At FirstMate we deeply value data security. Therefore we designed our product in a way that data is always kept confidential, isolated by the organization, and used only to improve your organization's reviews. FirstMate will never use data collected during code reviews to train or influence the models.

Hosting

FirstMate services are hosted on Azure in the Germany West Central region. This means that your data will never leave Europe. Contact us if you would like to use our services in another region.

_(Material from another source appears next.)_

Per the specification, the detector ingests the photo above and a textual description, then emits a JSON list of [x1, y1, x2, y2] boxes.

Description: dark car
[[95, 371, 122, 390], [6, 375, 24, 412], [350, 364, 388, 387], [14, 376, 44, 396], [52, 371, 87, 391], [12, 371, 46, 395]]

What data is kept in our system

Following data is stored in the FirstMate database:

  • Organisational and user data
  • Linked repositories calculated metadata (repo category)
  • Pull requests info (metadata, no code)
  • Statistics of actions performed by the platform

Your code is never stored on our systems. Your code is downloaded during the review process and temporarily stored in memory in a separate dedicated docker container for your organisation. After 30 minutes of inactivity, the container is destroyed together with the downloaded code. FirstMate will never use your code for any other purpose than the product services.

Large Language Models (LLMs)

Queries to the Large Language Models (LLMs) are ephemeral and there is zero retention on LLMs. Neither we nor the LLMs provider(s) share any data collected during the code review process with third parties. We use private Azure OpenAI instances in Europe (Sweden). In a self-hosted setup, you can link FirstMate to any models you want (OpenAI, AWS Bedrock) For a more technical in depth view of the data flow, take a look here.

Opting Out

You can choose to opt out of FirstMate at any time. Opting out will erase all data related to your organisation. It is up to you to remove the application from the git provider. Please notify us at info@firsmate.cloud

Authentication

The FistMate platform is authenticated through Auth0.

The authentication for the Git provider is always done through an application on the provider. This installation is user-friendly and secure. To improve security, FirstMate will rotate the secrets of these application at appropriate intervals. In the FirstMate console, you will find a detailed guide on how to install the FirstMate application on your specific provider (Gitlab, Bitbucket, Github or Azure DevOps)

Logging data

To avoid having sensitive data in our logs, we use FirstMate. We use the policy that logging should never contain business critical data on the INFO level in any of our micro-services. To complete the requirement, we also added a policy that logging in production should always be configured on INFO level. Take a look at our guideline implementation here.